My choice would be that we advocate to have such a facility defined as a plan. The plan would replicate the services that Laurel lakes provides.
Typical NH's don't accomidate HD patients well. they wan't the patients to be quiet and they can't handle the fact that younger ones attack people around them. They are used to old people.
So let me answer your question "What do you think people aren't getting in nursing homes dealing with their physical needs? "
1) The example made that beds were put around deborahs' mom's bed. Also the fact that I had one hospital order a special bed for my wife. The bed itself was designed so she could not fall out of it.
2) The feeding issue. That should have come up with your wife by now. They would leave my wife alone with food. That was dangerous. Isn't choking like #2 or #3 on the list of causes of death for Phd's?
3) The behavioral issue.

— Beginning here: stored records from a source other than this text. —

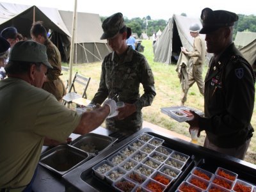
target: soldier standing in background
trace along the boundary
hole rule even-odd
[[[203,67],[205,60],[206,48],[205,42],[203,38],[199,35],[200,28],[198,24],[193,24],[189,27],[190,35],[195,38],[193,45],[193,51],[188,52],[185,48],[182,47],[181,51],[189,58],[189,62],[192,63],[188,73],[188,85],[184,89],[182,98],[181,99],[181,105],[184,106],[187,100],[188,92],[193,84],[196,82],[199,91],[202,95],[204,94],[204,82],[202,76]]]
[[[213,53],[205,76],[204,113],[187,122],[189,131],[205,131],[204,147],[243,159],[253,128],[255,77],[251,65],[232,42],[238,16],[225,10],[202,11],[207,51]]]
[[[62,97],[67,92],[64,83],[60,78],[60,76],[62,75],[61,57],[60,51],[48,38],[47,31],[42,21],[36,22],[33,25],[30,35],[34,41],[46,46],[48,61],[53,67],[48,70],[42,88],[52,93],[58,101],[61,102]]]
[[[154,76],[144,56],[127,45],[129,36],[121,13],[107,18],[102,27],[100,39],[107,39],[113,51],[102,63],[99,88],[92,103],[102,104],[118,94],[125,106],[118,109],[117,116],[106,120],[106,128],[129,135],[141,129],[141,109],[150,106],[156,96]],[[140,83],[144,89],[141,97]]]

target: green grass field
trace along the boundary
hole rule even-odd
[[[143,109],[145,120],[158,126],[171,130],[175,132],[190,137],[188,132],[189,125],[187,123],[179,123],[161,112],[161,108],[179,105],[180,104],[181,87],[179,79],[175,71],[175,65],[166,65],[154,62],[154,54],[152,41],[143,40],[142,45],[145,46],[143,53],[147,58],[154,73],[155,86],[157,95],[151,106]],[[67,66],[67,64],[64,63]],[[205,75],[207,67],[204,67],[204,77]],[[91,77],[92,79],[87,91],[88,99],[92,99],[96,93],[100,81],[101,62],[76,65],[73,68],[73,74],[76,72],[84,76]],[[68,78],[67,72],[63,72],[62,79]],[[141,93],[143,93],[142,86]],[[185,105],[194,107],[204,111],[204,97],[200,95],[197,85],[195,84],[189,91],[188,101]],[[256,112],[253,110],[252,118],[252,124],[256,127]],[[256,164],[256,134],[253,136],[245,161]],[[198,144],[202,145],[205,134],[201,132]]]

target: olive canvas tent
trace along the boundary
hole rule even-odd
[[[236,47],[246,60],[256,67],[256,33],[237,32],[234,40]]]
[[[60,10],[60,15],[69,33],[72,33],[72,12]],[[100,40],[103,33],[98,14],[77,13],[74,36],[74,63],[102,61],[111,51],[106,40]]]
[[[100,40],[103,33],[99,15],[77,13],[75,35],[74,63],[102,61],[110,52],[106,40]],[[33,21],[42,20],[51,29],[51,40],[58,48],[61,60],[68,62],[73,18],[72,12],[59,11],[56,8],[0,3],[0,30],[10,26],[30,38]]]
[[[195,23],[202,28],[199,19],[173,15],[154,45],[154,61],[171,64],[178,60],[180,47],[193,51],[194,38],[189,34],[189,27]],[[205,37],[204,35],[200,35]],[[211,56],[207,55],[207,61]]]

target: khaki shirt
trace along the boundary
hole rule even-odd
[[[29,183],[44,137],[63,141],[81,115],[45,90],[16,78],[0,81],[0,188]]]
[[[195,65],[204,64],[206,56],[205,41],[200,35],[195,38],[193,48],[193,52],[188,54],[189,57],[192,58],[193,64]]]

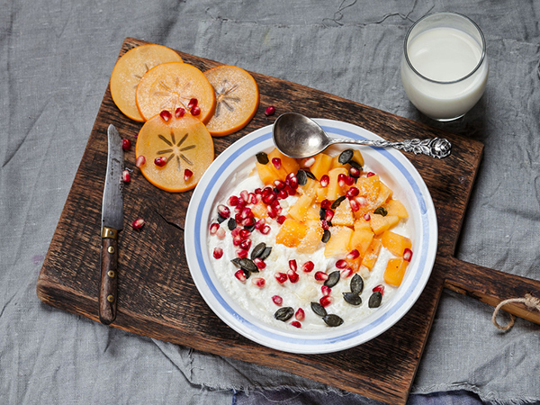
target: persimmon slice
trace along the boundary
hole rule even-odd
[[[221,65],[204,72],[216,94],[216,111],[206,127],[214,137],[244,128],[256,112],[259,91],[256,82],[246,70]]]
[[[180,62],[164,63],[148,70],[140,79],[135,96],[139,112],[145,120],[163,110],[187,111],[193,98],[201,109],[197,118],[208,122],[216,108],[213,88],[201,70]]]
[[[184,192],[197,184],[212,162],[213,140],[204,124],[189,112],[181,118],[173,114],[168,121],[158,114],[140,129],[135,155],[145,157],[140,171],[152,184],[167,192]],[[165,158],[165,165],[155,163],[159,158],[158,163]]]
[[[182,58],[170,48],[156,44],[133,48],[118,59],[111,75],[111,95],[127,117],[145,121],[135,103],[137,85],[146,72],[166,62],[182,62]]]

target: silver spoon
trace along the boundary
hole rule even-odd
[[[438,158],[446,158],[452,149],[452,144],[448,140],[440,138],[424,140],[406,140],[400,142],[329,138],[317,122],[296,112],[285,112],[277,117],[274,122],[272,137],[274,143],[282,153],[294,158],[310,158],[335,143],[392,147],[405,152],[413,152],[415,155],[424,154]]]

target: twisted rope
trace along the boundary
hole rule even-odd
[[[509,300],[505,300],[505,301],[501,302],[499,305],[497,305],[497,307],[495,308],[495,310],[493,311],[493,316],[491,317],[491,322],[493,322],[493,325],[495,325],[495,327],[497,327],[497,328],[499,328],[500,330],[504,330],[506,332],[507,330],[509,330],[514,326],[514,321],[516,320],[516,317],[512,314],[510,314],[510,321],[508,323],[508,325],[500,326],[497,322],[497,314],[499,313],[499,310],[500,310],[502,307],[504,307],[508,303],[514,303],[514,302],[524,303],[531,310],[536,310],[537,311],[540,312],[540,299],[538,299],[536,297],[533,297],[529,293],[525,294],[525,297],[523,297],[523,298],[510,298]]]

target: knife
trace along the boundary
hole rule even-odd
[[[122,138],[112,124],[107,130],[109,154],[102,205],[101,283],[99,320],[109,325],[116,318],[118,292],[118,232],[123,228]]]

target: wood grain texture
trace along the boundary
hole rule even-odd
[[[128,38],[120,55],[143,43]],[[178,53],[184,62],[203,71],[220,65]],[[490,305],[525,291],[540,296],[536,281],[511,276],[513,289],[505,290],[498,283],[508,280],[508,274],[453,257],[482,158],[481,143],[306,86],[252,75],[260,89],[258,111],[240,131],[214,139],[216,155],[285,112],[351,122],[390,140],[438,137],[453,143],[452,156],[444,160],[406,154],[429,188],[439,226],[437,258],[425,291],[395,326],[360,346],[330,355],[293,355],[259,346],[215,316],[191,278],[184,252],[184,223],[192,193],[175,194],[152,186],[135,166],[131,150],[125,154],[126,166],[133,172],[124,187],[124,220],[130,224],[141,217],[146,225],[140,230],[124,226],[120,234],[118,312],[112,326],[284,370],[390,404],[404,404],[444,286]],[[275,106],[275,116],[265,115],[268,105]],[[101,201],[111,123],[122,138],[132,141],[142,125],[117,109],[107,88],[37,284],[38,296],[44,302],[94,320],[98,320]],[[514,307],[518,316],[524,314],[523,306]]]

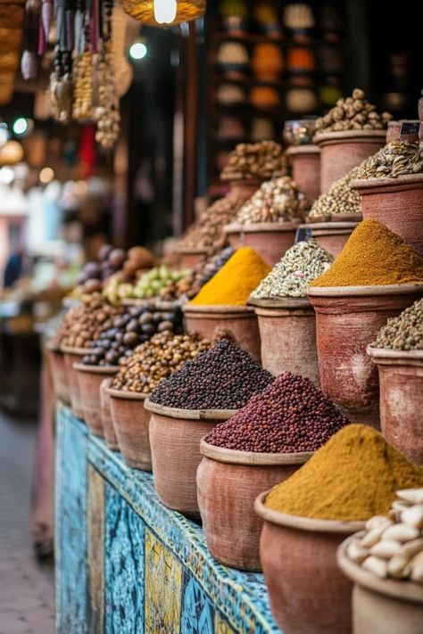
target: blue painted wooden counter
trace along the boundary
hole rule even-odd
[[[57,408],[56,602],[60,634],[279,633],[261,574],[210,556],[201,528],[163,506]]]

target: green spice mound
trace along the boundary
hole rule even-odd
[[[421,486],[423,467],[371,427],[349,424],[274,487],[265,505],[302,517],[366,521],[388,513],[397,490]]]

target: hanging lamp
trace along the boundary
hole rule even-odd
[[[201,18],[206,0],[122,0],[123,10],[152,27],[176,26]]]

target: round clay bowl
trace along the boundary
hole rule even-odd
[[[306,298],[250,300],[259,320],[261,365],[278,376],[300,374],[319,387],[316,315]]]
[[[313,144],[292,145],[286,154],[291,158],[294,180],[314,202],[320,195],[320,148]]]
[[[389,317],[423,295],[422,284],[309,287],[316,311],[321,389],[352,422],[378,429],[377,368],[367,346]]]
[[[176,409],[145,401],[152,412],[150,444],[154,485],[165,506],[200,518],[196,472],[202,459],[200,441],[233,409]]]
[[[260,363],[260,333],[253,309],[247,306],[194,306],[182,307],[186,330],[198,333],[205,339],[216,333],[228,333],[236,343]]]
[[[107,391],[113,427],[125,463],[133,469],[151,471],[150,413],[145,408],[145,395],[112,388]]]
[[[378,220],[423,256],[423,174],[354,180],[363,218]]]
[[[110,449],[119,451],[118,437],[114,431],[113,418],[112,416],[112,404],[110,402],[109,388],[112,379],[103,379],[100,385],[100,411],[104,438]]]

It seems like each NH would get some general health doctor and try some "cocktail" of drugs that were recommended by a "nurse practionioner" ?
WTH is a "nurse practionier" anyway? Some guy that can't make it through medical school?
4) A specialized team of Neurologists should be on the care planning team. Not a group of people not trained or experienced with pHDs.
All of these should be used instead of the Alzhemier's approach. It's like putting a square peg in a round hole.
Howard should chime in on this, because he moved his daughter to a specialized care facility for Phd's because the care he was getting in a normal NH was lacking.